7. Si M. A… fait valoir que le tribunal correctionnel de Paris n’a retenu à son encontre que les faits de violences et de menaces de mort à l’encontre de son ancienne conjointe, ces faits sont, à eux seuls, d’une particulière gravité et justifient la mesure litigieuse prises par le préfet de police. Dès lors, le moyen tiré de l’erreur de qualification juridique des faits de la décision doit être écarté.
Sur la décision fixant le pays de destination :
8. Le moyen tiré de l’illégalité, par voie d’exception, de l’obligation de quitter le territoire français doit être écarté.
Sur la décision portant interdiction de retour sur le territoire français :
9. En premier lieu, le moyen tiré de l’illégalité, par voie d’exception, des décisions portant obligation de quitter le territoire français et refusant un délai de départ volontaire doit être écarté.
10. En second lieu, aux termes de l’article L. 612-6 du code de l’entrée et du séjour des étrangers et du droit d’asile : « Lorsqu’aucun délai de départ volontaire n’a été accordé à l’étranger, l’autorité administrative assortit la décision portant obligation de quitter le territoire français d’une interdiction de retour sur le territoire français. Des circonstances humanitaires peuvent toutefois justifier que l’autorité administrative n’édicte pas d’interdiction de retour.
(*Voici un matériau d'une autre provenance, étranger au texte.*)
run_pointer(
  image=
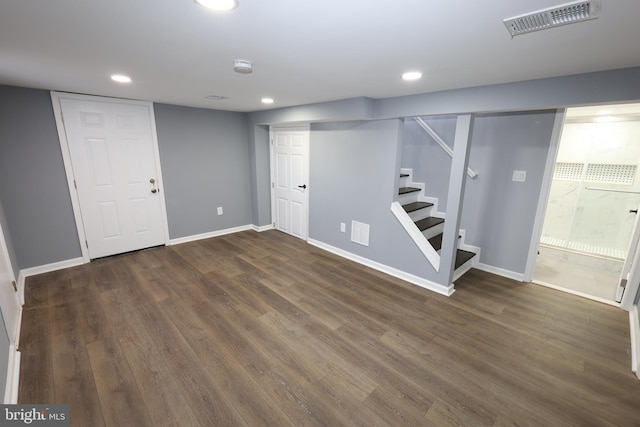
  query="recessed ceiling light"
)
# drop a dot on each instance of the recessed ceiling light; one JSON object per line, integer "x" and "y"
{"x": 121, "y": 78}
{"x": 218, "y": 5}
{"x": 412, "y": 75}
{"x": 216, "y": 97}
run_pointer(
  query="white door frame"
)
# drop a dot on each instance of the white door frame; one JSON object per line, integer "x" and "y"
{"x": 545, "y": 189}
{"x": 299, "y": 127}
{"x": 66, "y": 157}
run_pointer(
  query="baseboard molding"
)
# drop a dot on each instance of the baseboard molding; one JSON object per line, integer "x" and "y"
{"x": 261, "y": 228}
{"x": 13, "y": 377}
{"x": 209, "y": 235}
{"x": 407, "y": 277}
{"x": 41, "y": 269}
{"x": 634, "y": 327}
{"x": 500, "y": 272}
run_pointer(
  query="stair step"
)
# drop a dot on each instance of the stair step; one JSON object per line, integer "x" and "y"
{"x": 436, "y": 241}
{"x": 428, "y": 222}
{"x": 412, "y": 207}
{"x": 407, "y": 190}
{"x": 463, "y": 256}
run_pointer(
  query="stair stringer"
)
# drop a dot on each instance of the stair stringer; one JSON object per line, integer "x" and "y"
{"x": 416, "y": 235}
{"x": 420, "y": 239}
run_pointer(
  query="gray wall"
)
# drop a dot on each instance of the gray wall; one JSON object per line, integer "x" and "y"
{"x": 498, "y": 214}
{"x": 583, "y": 89}
{"x": 205, "y": 162}
{"x": 33, "y": 184}
{"x": 353, "y": 176}
{"x": 7, "y": 237}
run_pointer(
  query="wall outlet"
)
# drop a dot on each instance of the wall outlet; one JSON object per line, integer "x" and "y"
{"x": 519, "y": 176}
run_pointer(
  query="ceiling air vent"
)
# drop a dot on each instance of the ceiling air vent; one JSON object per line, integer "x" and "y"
{"x": 564, "y": 14}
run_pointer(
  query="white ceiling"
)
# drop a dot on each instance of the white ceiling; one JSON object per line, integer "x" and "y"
{"x": 303, "y": 51}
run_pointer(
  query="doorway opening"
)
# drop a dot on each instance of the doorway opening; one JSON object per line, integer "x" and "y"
{"x": 593, "y": 202}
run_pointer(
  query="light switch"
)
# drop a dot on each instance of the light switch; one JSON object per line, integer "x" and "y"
{"x": 519, "y": 176}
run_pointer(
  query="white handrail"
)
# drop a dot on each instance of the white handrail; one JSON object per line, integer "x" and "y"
{"x": 441, "y": 143}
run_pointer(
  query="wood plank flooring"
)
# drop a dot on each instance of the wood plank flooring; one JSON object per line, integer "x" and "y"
{"x": 262, "y": 329}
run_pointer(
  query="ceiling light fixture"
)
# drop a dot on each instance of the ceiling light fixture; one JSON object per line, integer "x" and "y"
{"x": 563, "y": 14}
{"x": 242, "y": 66}
{"x": 218, "y": 5}
{"x": 216, "y": 97}
{"x": 412, "y": 75}
{"x": 121, "y": 78}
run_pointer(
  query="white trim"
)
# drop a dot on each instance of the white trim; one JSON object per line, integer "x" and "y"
{"x": 434, "y": 135}
{"x": 210, "y": 234}
{"x": 261, "y": 228}
{"x": 46, "y": 268}
{"x": 577, "y": 293}
{"x": 545, "y": 189}
{"x": 634, "y": 327}
{"x": 500, "y": 272}
{"x": 416, "y": 235}
{"x": 68, "y": 166}
{"x": 407, "y": 277}
{"x": 13, "y": 376}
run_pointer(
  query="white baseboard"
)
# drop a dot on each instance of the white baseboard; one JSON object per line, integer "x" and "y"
{"x": 216, "y": 233}
{"x": 261, "y": 228}
{"x": 500, "y": 272}
{"x": 634, "y": 327}
{"x": 41, "y": 269}
{"x": 13, "y": 377}
{"x": 407, "y": 277}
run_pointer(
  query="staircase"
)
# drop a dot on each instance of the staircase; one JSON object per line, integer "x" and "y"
{"x": 423, "y": 213}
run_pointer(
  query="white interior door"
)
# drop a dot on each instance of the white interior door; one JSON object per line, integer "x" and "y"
{"x": 630, "y": 275}
{"x": 8, "y": 297}
{"x": 112, "y": 150}
{"x": 290, "y": 172}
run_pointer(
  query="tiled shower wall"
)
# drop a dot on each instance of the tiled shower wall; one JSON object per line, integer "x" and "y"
{"x": 581, "y": 216}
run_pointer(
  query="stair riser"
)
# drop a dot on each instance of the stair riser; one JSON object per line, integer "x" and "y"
{"x": 404, "y": 199}
{"x": 420, "y": 214}
{"x": 433, "y": 231}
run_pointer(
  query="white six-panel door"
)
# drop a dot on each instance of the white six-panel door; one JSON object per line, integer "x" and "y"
{"x": 111, "y": 149}
{"x": 290, "y": 170}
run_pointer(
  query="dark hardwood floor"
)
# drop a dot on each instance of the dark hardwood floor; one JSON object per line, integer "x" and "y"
{"x": 262, "y": 329}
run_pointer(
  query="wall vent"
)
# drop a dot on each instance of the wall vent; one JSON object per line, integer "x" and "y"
{"x": 564, "y": 14}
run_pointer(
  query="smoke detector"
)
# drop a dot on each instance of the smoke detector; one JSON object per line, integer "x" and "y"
{"x": 242, "y": 66}
{"x": 563, "y": 14}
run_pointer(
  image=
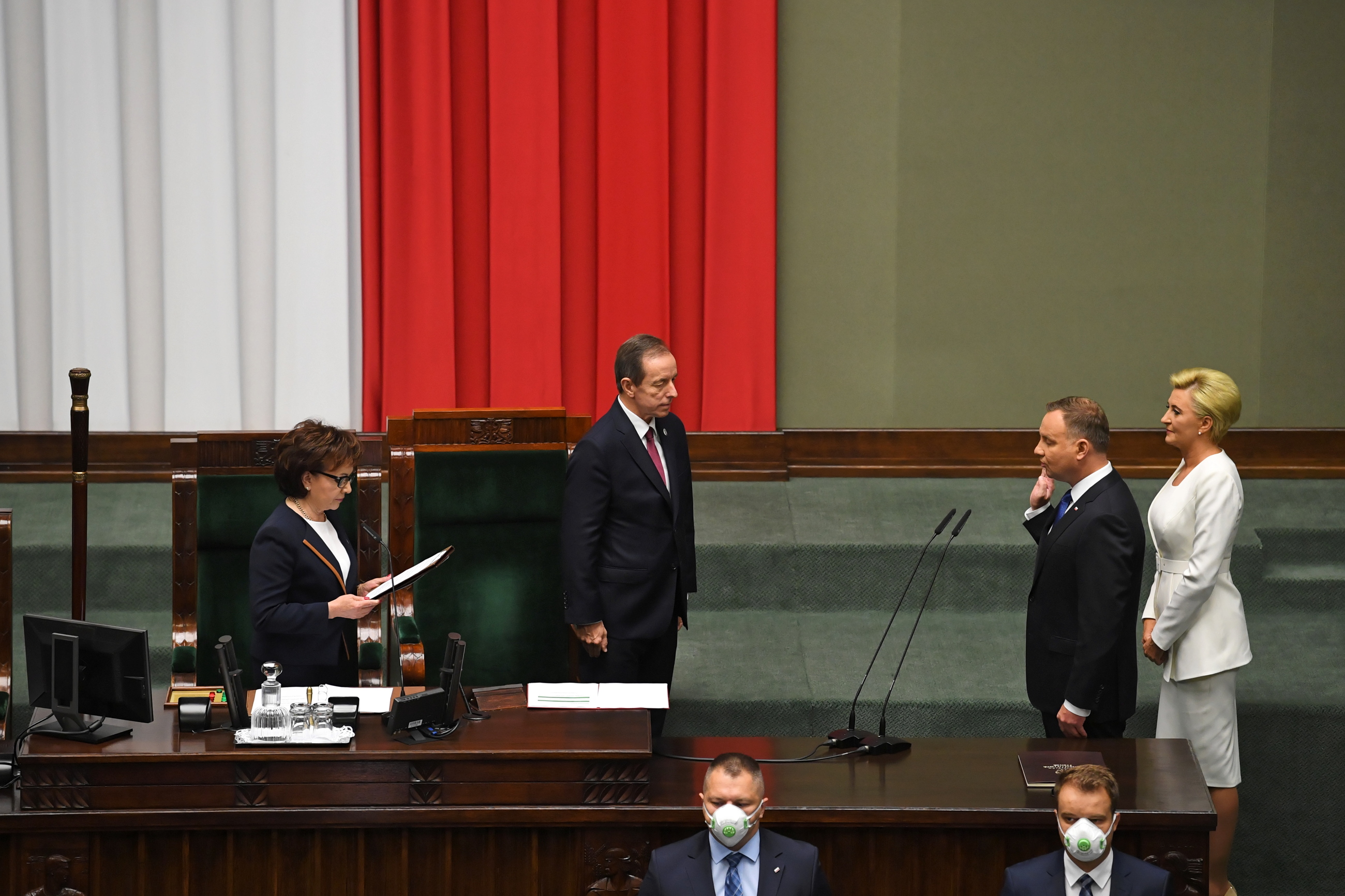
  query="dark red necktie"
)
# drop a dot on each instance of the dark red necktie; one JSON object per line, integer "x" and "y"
{"x": 654, "y": 456}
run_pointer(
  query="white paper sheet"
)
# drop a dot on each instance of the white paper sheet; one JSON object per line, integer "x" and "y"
{"x": 618, "y": 695}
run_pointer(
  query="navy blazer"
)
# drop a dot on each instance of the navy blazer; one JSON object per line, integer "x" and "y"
{"x": 787, "y": 868}
{"x": 291, "y": 583}
{"x": 1083, "y": 603}
{"x": 1045, "y": 876}
{"x": 627, "y": 544}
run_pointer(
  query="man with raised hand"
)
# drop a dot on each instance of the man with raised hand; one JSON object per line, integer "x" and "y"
{"x": 1084, "y": 598}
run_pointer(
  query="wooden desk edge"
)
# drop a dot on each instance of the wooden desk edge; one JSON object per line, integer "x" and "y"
{"x": 560, "y": 817}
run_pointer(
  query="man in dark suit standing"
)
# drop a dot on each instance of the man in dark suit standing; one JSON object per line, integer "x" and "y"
{"x": 736, "y": 857}
{"x": 1086, "y": 820}
{"x": 1086, "y": 586}
{"x": 627, "y": 527}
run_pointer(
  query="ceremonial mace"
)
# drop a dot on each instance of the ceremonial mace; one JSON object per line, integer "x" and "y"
{"x": 79, "y": 490}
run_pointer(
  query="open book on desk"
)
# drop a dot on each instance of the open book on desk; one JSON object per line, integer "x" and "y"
{"x": 408, "y": 578}
{"x": 614, "y": 695}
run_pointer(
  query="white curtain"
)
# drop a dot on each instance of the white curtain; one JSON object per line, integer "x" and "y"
{"x": 180, "y": 212}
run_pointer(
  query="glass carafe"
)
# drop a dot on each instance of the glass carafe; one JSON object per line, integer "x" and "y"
{"x": 271, "y": 719}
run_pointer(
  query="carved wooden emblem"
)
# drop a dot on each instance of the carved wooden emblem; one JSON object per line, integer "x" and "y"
{"x": 57, "y": 777}
{"x": 54, "y": 798}
{"x": 617, "y": 771}
{"x": 264, "y": 452}
{"x": 617, "y": 867}
{"x": 491, "y": 432}
{"x": 425, "y": 793}
{"x": 54, "y": 872}
{"x": 250, "y": 773}
{"x": 1188, "y": 874}
{"x": 250, "y": 796}
{"x": 617, "y": 794}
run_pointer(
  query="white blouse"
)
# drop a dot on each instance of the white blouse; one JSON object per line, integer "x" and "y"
{"x": 328, "y": 534}
{"x": 1193, "y": 598}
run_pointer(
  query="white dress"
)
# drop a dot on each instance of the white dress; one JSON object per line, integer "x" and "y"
{"x": 1199, "y": 614}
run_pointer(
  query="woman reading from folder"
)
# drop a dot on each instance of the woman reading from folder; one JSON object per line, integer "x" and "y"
{"x": 302, "y": 569}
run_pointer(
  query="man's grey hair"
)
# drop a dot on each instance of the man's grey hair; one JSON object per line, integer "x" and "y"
{"x": 735, "y": 765}
{"x": 1084, "y": 419}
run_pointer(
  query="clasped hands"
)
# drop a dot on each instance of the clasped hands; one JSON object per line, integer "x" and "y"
{"x": 593, "y": 636}
{"x": 1153, "y": 652}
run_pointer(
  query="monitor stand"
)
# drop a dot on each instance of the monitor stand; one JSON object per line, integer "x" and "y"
{"x": 76, "y": 728}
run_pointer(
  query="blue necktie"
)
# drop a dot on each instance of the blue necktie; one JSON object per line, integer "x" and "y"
{"x": 734, "y": 884}
{"x": 1064, "y": 506}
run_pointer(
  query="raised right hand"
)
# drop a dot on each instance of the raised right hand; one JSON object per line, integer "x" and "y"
{"x": 593, "y": 637}
{"x": 1041, "y": 492}
{"x": 349, "y": 606}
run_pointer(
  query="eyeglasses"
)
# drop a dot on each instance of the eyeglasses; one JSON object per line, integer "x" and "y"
{"x": 342, "y": 481}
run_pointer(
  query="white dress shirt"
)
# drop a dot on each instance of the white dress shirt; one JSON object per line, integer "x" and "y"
{"x": 1077, "y": 492}
{"x": 328, "y": 534}
{"x": 1101, "y": 876}
{"x": 640, "y": 429}
{"x": 1200, "y": 616}
{"x": 748, "y": 871}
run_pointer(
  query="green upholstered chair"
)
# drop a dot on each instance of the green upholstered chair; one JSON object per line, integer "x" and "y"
{"x": 6, "y": 617}
{"x": 223, "y": 490}
{"x": 490, "y": 483}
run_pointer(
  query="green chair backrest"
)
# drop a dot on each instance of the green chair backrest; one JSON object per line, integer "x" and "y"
{"x": 501, "y": 510}
{"x": 229, "y": 512}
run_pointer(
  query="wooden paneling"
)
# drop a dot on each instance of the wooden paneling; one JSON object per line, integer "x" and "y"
{"x": 512, "y": 861}
{"x": 146, "y": 457}
{"x": 990, "y": 453}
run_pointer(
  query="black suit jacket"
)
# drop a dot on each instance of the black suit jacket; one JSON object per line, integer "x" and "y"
{"x": 1045, "y": 876}
{"x": 1084, "y": 601}
{"x": 627, "y": 544}
{"x": 787, "y": 868}
{"x": 290, "y": 586}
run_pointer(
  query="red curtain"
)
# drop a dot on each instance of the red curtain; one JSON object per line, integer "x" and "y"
{"x": 543, "y": 179}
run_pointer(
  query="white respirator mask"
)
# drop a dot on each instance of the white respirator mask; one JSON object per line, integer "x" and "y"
{"x": 731, "y": 825}
{"x": 1086, "y": 841}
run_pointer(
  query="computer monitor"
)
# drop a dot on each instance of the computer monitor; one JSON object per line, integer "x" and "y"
{"x": 84, "y": 670}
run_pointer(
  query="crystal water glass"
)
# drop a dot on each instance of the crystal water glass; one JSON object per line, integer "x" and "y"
{"x": 271, "y": 720}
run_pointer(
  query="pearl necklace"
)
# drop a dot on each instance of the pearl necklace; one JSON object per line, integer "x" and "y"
{"x": 302, "y": 512}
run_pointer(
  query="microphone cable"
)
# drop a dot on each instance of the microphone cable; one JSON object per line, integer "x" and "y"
{"x": 806, "y": 757}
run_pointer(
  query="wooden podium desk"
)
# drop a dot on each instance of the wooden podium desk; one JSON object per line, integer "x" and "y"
{"x": 541, "y": 802}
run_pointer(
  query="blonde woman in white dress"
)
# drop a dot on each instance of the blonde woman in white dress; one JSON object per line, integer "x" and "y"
{"x": 1195, "y": 627}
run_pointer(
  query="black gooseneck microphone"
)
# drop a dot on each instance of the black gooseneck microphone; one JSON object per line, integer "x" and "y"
{"x": 392, "y": 582}
{"x": 852, "y": 737}
{"x": 392, "y": 575}
{"x": 883, "y": 743}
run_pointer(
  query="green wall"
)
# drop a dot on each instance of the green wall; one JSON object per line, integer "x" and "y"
{"x": 987, "y": 206}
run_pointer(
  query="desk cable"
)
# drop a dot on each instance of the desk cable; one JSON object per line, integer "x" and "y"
{"x": 806, "y": 757}
{"x": 18, "y": 745}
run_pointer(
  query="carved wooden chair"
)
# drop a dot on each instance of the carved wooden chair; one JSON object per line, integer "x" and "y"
{"x": 489, "y": 481}
{"x": 223, "y": 490}
{"x": 6, "y": 618}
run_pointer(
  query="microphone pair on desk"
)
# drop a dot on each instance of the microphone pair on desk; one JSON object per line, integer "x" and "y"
{"x": 866, "y": 742}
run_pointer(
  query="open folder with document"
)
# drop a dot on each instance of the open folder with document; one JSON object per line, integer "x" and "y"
{"x": 612, "y": 695}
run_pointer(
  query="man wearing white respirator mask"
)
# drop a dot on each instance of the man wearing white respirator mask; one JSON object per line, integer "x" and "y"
{"x": 1086, "y": 820}
{"x": 738, "y": 857}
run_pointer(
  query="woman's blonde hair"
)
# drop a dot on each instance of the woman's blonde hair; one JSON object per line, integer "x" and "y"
{"x": 1214, "y": 394}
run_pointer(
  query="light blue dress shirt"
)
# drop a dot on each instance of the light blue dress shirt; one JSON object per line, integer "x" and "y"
{"x": 748, "y": 871}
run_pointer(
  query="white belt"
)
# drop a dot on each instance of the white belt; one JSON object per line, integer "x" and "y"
{"x": 1168, "y": 565}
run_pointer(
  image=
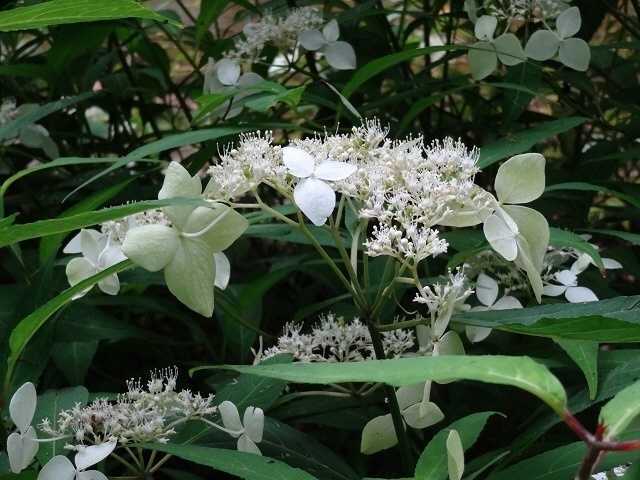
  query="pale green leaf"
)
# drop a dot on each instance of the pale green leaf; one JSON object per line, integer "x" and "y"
{"x": 534, "y": 228}
{"x": 60, "y": 12}
{"x": 191, "y": 275}
{"x": 455, "y": 455}
{"x": 618, "y": 413}
{"x": 482, "y": 60}
{"x": 485, "y": 27}
{"x": 501, "y": 237}
{"x": 509, "y": 49}
{"x": 585, "y": 354}
{"x": 542, "y": 45}
{"x": 220, "y": 226}
{"x": 340, "y": 55}
{"x": 575, "y": 53}
{"x": 521, "y": 372}
{"x": 520, "y": 179}
{"x": 568, "y": 22}
{"x": 241, "y": 464}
Les effets de cette interdiction cessent à l’expiration d’une durée, fixée par l’autorité administrative, qui ne peut excéder cinq ans à compter de l’exécution de l’obligation de quitter le territoire français, et dix ans en cas de menace grave pour l’ordre public. ». Aux termes de l’article L. 612-10 du même code : « Pour fixer la durée des interdictions de retour mentionnées aux articles L. 612-6 et L. 612-7, l’autorité administrative tient compte de la durée de présence de l’étranger sur le territoire français, de la nature et de l’ancienneté de ses liens avec la France, de la circonstance qu’il a déjà fait l’objet ou non d’une mesure d’éloignement et de la menace pour l’ordre public que représente sa présence sur le territoire français. Il en est de même pour l’édiction et la durée de l’interdiction de retour mentionnée à l’article L. 612-8 ainsi que pour la prolongation de l’interdiction de retour prévue à l’article L. 612-11. ».
10. Eu égard aux circonstances indiquées plus haut, notamment l’absence d’une vie privée et familiale suffisamment intense en France, de sa présence irrégulière sur le territoire français et de la menace qu’il représente pour l’ordre public, M. A… ne peut se prévaloir de l’existence de circonstances humanitaires qui justifieraient que ne soit pas prononcée l’interdiction de retour sur le territoire français pour une durée de soixante mois, laquelle, au regard de la gravité des faits pour lesquels il a été condamné, n’est pas disproportionnée. Par suite, le préfet de police a pu, sans commettre d’erreur manifeste d’appréciation ou entaché sa décision d’une erreur de qualification juridique des faits, assortir l’arrêté attaqué d’une interdiction de retour sur le territoire français d’une durée de soixante mois.
11. Il résulte de tout ce qui précède que la requête de M. A… doit être rejetée, en toutes ses conclusions.
D E C I D E:
Article 1er : La requête de M. A… est rejetée.
Article 2 : Le présent jugement sera notifié à M. B… A… et au préfet de police.
Décision rendue le 9 décembre 2025.
Le magistrat désigné,
signé
P. D… La greffière,
signé
M. C…
La République mande et ordonne au préfet de police en ce qui le concerne et à tous commissaires de justice à ce requis en ce qui concerne les voies de droit commun, contre les parties privées, de pourvoir à l’exécution de la présente décision.